Author: email at yancy.lol 2022-10-16 19:03:51
Published on: 2022-10-16T19:03:51+00:00
The Bitcoin white paper discusses the proof-of-work system and its role in determining representation in majority decision making. It explains how a one-CPU-one-vote system is necessary to prevent subversion by those who can allocate many IPs, and how the honest chain will outpace any competing chains if controlled by a majority of CPU power from honest nodes. However, there are multiple behaviors that can be described as honest, and economically rational or optimizing is not necessarily rational. The NoRBF crowd wants to rely on an honest majority assumption where the honest behavior is not doing replacement if not requested, but it's unclear if this assumption can ensure the safety of 0conf given potential race conditions in the mempool. Satoshi claimed that for Bitcoin to function properly, a majority of honest nodes is required, but honesty isn't precisely defined.

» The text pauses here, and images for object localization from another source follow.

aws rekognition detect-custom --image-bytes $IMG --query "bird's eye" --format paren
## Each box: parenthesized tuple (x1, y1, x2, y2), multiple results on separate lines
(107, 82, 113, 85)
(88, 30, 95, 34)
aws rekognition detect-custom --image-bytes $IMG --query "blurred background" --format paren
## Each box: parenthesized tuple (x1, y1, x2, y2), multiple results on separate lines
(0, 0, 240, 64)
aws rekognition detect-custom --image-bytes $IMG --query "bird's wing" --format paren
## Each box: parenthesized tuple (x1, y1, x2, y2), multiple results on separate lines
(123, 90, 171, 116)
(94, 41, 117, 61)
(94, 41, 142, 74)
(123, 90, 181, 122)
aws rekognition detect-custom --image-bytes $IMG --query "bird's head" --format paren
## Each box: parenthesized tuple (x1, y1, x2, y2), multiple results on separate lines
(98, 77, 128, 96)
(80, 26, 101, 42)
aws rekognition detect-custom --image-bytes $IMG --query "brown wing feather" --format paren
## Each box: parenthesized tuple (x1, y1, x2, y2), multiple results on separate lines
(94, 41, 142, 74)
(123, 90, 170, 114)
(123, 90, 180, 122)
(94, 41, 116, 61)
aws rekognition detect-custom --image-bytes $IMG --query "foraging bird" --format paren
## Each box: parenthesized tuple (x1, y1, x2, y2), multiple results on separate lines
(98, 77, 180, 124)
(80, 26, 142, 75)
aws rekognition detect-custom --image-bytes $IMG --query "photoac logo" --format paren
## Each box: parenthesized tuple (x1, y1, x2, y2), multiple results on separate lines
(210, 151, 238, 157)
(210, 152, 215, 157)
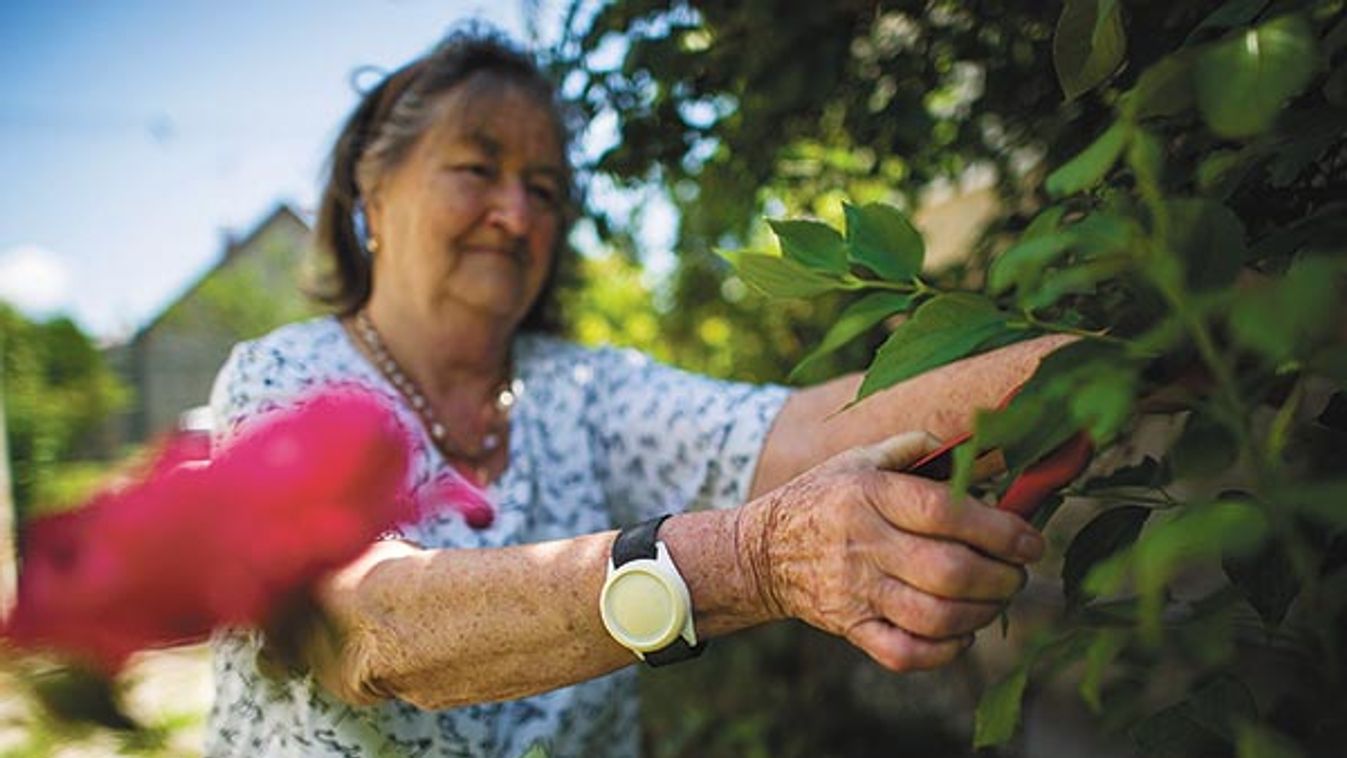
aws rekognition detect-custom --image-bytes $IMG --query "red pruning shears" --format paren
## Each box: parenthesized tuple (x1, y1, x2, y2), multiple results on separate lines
(904, 395, 1094, 520)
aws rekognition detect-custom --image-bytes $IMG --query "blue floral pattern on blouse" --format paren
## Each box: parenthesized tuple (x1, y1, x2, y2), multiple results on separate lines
(204, 317, 790, 757)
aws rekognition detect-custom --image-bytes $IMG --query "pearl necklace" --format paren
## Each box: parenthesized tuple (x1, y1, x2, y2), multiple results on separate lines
(351, 311, 516, 482)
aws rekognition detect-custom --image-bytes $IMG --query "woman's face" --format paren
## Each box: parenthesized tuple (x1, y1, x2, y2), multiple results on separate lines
(366, 76, 565, 330)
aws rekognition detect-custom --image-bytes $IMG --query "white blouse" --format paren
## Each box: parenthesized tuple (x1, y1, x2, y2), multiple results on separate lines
(204, 317, 790, 758)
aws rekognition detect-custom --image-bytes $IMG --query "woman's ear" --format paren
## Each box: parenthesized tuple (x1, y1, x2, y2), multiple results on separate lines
(364, 189, 384, 246)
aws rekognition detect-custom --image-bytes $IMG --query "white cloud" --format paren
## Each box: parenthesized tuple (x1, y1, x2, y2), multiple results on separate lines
(0, 244, 72, 316)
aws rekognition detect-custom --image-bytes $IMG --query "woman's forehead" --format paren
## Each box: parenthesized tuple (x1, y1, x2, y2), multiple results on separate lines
(425, 76, 564, 163)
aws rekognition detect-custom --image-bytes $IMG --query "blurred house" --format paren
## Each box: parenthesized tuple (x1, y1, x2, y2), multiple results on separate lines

Honesty, according to Rubin, means following a pre-specified rule, rational or not. It seems that the RBF controversy stems from developers aspiring to make the honest behavior also be the rational behavior, which could weaken assumptions without compromising the behaviors users expect the network to have. Overall, it might be nice to more tightly document what bitcoins assumptions are in practice and what those assumptions do in terms of properties of Bitcoin, as well as pathways to weakening the assumptions without compromising the behaviors users expect the network to have. A last reflection is that Bitcoin is specified with an honest majority assumption, but also has a rational dishonest minority assumption over both endogenous and exogenous costs.